In late 2023, Governor Wayan Koster announced the closure of the Suwung Landfill (TPA) in Denpasar, citing overcapacity and pollution. He urged residents to “manage their own waste” rather than rely on Suwung. While aligned with Law 18/2008’s call for local reduction, the sudden directive left regencies and villages scrambling. Without adequate composting or recycling, much waste risks being burned in open pits, dumped in rivers or left to rot, creating worsening air, water and health conditions.

Bali has tried before. Governor Regulation 97/2018 banned single-use plastic bags, straws and polystyrene. Studies suggest it cut household plastic-bag use by about 57 percent, forcing retailers to adapt. Yet enforcement gaps remain: plastic bags still appear among the top items in river cleanups. Groups like Sungai Watch have had to install more than 180 floating barriers, intercepting over 1 million kilograms of plastic before it reaches the sea.

Integrated Waste Processing Sites (TPST) in Denpasar were meant to ease pressure. But the flagship TPST Kesiman Kertalangu and others drew odor complaints, temporary shutdowns and fines for underperformance, pushing more waste back to Suwung before its closure. Periodic landfill fires at Suwung degraded air quality and forced emergency responses, further eroding public trust.

Since Feb. 14, 2024, Bali has charged a Rp150,000 (about US$10) tourism levy to fund culture and environmental protection. Implementation has been uneven, only about a third of visitors reportedly paid, but the principle is sound: those who enjoy Bali’s beauty should help preserve it.

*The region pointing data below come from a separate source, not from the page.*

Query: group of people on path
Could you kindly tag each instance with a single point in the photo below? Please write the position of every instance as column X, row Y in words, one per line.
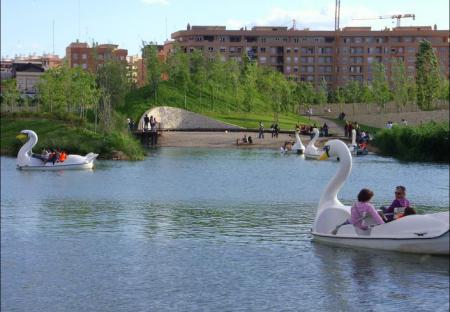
column 150, row 124
column 51, row 155
column 363, row 208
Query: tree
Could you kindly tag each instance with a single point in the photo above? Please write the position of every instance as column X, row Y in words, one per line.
column 153, row 66
column 427, row 75
column 353, row 93
column 66, row 89
column 179, row 71
column 380, row 86
column 399, row 84
column 322, row 92
column 249, row 78
column 112, row 78
column 10, row 94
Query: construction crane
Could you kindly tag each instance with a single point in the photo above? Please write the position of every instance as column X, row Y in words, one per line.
column 398, row 17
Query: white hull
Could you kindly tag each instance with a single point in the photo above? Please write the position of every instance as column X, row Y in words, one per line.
column 438, row 245
column 312, row 156
column 59, row 166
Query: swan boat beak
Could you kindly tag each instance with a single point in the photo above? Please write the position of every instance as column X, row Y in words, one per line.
column 21, row 136
column 325, row 155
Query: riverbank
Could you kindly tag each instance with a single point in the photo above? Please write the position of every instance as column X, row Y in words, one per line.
column 228, row 139
column 72, row 135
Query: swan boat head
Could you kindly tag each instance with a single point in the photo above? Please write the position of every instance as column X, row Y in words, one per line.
column 311, row 149
column 24, row 154
column 298, row 146
column 330, row 210
column 26, row 160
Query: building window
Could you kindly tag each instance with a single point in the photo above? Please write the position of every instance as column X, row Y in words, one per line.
column 308, row 50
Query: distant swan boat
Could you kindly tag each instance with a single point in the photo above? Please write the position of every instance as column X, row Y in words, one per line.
column 424, row 234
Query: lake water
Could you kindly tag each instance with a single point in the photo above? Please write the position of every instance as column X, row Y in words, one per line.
column 207, row 230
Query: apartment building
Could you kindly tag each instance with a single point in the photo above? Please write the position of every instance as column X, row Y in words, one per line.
column 136, row 70
column 307, row 55
column 90, row 57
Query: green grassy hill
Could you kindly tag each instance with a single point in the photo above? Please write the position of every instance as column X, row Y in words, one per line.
column 74, row 138
column 223, row 107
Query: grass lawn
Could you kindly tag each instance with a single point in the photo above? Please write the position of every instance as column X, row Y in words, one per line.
column 366, row 128
column 251, row 120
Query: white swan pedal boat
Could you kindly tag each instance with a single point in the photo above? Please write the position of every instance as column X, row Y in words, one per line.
column 354, row 148
column 312, row 151
column 422, row 234
column 26, row 161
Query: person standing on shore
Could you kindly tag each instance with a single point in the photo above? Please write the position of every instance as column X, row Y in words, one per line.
column 261, row 131
column 153, row 131
column 146, row 122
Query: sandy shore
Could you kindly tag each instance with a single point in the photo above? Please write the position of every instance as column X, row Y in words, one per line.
column 222, row 139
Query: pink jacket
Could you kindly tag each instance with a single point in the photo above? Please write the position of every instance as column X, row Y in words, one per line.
column 359, row 210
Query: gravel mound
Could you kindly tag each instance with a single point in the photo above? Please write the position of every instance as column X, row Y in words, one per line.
column 171, row 118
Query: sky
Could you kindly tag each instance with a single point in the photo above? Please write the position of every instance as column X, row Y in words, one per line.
column 27, row 25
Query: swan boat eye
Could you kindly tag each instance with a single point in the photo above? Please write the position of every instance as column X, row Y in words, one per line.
column 326, row 148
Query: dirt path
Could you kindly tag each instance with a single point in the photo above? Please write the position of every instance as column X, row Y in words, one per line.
column 334, row 128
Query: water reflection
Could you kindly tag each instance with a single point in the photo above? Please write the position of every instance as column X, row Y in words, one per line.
column 219, row 230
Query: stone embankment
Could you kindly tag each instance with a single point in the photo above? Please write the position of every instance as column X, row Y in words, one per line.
column 172, row 118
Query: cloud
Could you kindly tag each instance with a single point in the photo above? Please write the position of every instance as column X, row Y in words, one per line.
column 157, row 2
column 313, row 18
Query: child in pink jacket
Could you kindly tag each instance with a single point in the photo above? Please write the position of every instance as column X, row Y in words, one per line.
column 362, row 208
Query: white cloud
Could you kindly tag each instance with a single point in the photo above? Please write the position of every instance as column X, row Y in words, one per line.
column 158, row 2
column 312, row 18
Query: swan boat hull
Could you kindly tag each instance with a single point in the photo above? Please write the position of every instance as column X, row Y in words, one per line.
column 438, row 245
column 59, row 166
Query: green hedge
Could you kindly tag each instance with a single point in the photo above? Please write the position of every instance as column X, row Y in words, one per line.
column 427, row 142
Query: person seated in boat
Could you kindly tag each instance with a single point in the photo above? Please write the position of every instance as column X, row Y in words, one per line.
column 362, row 209
column 399, row 205
column 52, row 157
column 43, row 156
column 62, row 156
column 244, row 140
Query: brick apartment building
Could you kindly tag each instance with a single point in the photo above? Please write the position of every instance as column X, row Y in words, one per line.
column 27, row 70
column 81, row 54
column 307, row 55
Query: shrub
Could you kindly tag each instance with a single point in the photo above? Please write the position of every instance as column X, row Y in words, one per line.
column 427, row 142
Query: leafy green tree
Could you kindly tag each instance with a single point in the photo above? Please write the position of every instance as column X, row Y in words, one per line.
column 399, row 84
column 154, row 67
column 10, row 94
column 322, row 93
column 427, row 75
column 179, row 72
column 380, row 85
column 249, row 78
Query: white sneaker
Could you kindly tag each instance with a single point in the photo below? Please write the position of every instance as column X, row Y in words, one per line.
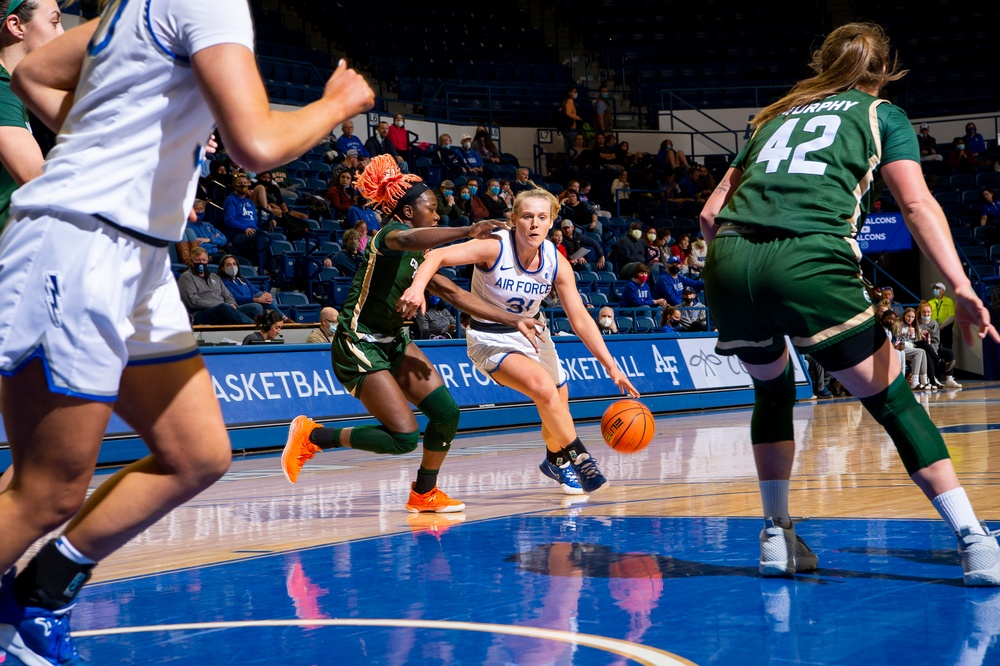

Trash is not just an eyesore. It is a health risk, stagnant water in litter becomes a mosquito habitat and a cultural affront. Plastic tangled in ceremonial offerings is painful for Balinese who see purity as integral to ritual. In 2024, Badung Regency, home to Canggu and Seminyak, reported a 100 percent rise in dengue cases, Gianyar (Ubud) also recorded high totals. Cleanliness is not only next to godliness, it is disease prevention.

Can ecotourism be part of the fix? Yes, if Bali uses its legal framework, community willpower and tourism revenue. First, enforce Law 18/2008. The government must provide infrastructure. Closing Suwung without alternatives contradicts the law. Composting, recycling and sanitary landfills must be coordinated before shifting the burden to households. Second, ring-fence the levy. Dedicate the Rp150,000 fee to a transparent fund for source-separation bins, village composting and river-barrier maintenance. Publish results monthly.

Third, demand “zero-leakage” from tourism. Hotels, beach clubs and dive operators must separate organics, recyclables and residuals, ban open burning and prove licensed pickups. Compliance should bring incentives, violations penalties. Fourth, fix TPST operations. Publish contracts, odor-control upgrades and independent audits. If operators fail, replace them. With around 68 percent of Bali’s waste biodegradable, anaerobic digestion and composting can cut methane and odors while producing fertilizer.

Fifth, scale refill systems. Phase out small-format PET water bottles (less than 1 liter) in tourism zones and install refill stations at airports, ports and attractions to tackle a top river pollutant. Sixth, let us empower traditional (adat) institutions. Give adat villages authority and revenue shares to run waste cooperatives, hire local pickers safely and enforce customary sanctions (awig-awig) for littering. And finally, partner with the cleaners. Support groups like Sungai Watch with funding, open data and integration into eco-itineraries so visitors help keep Bali beautiful.

Bali does not have to choose between prosperity and purity. The challenge is matching urgency with infrastructure so the Island of the Gods remains worthy of its name for residents, for visitors and for the generations yet to come.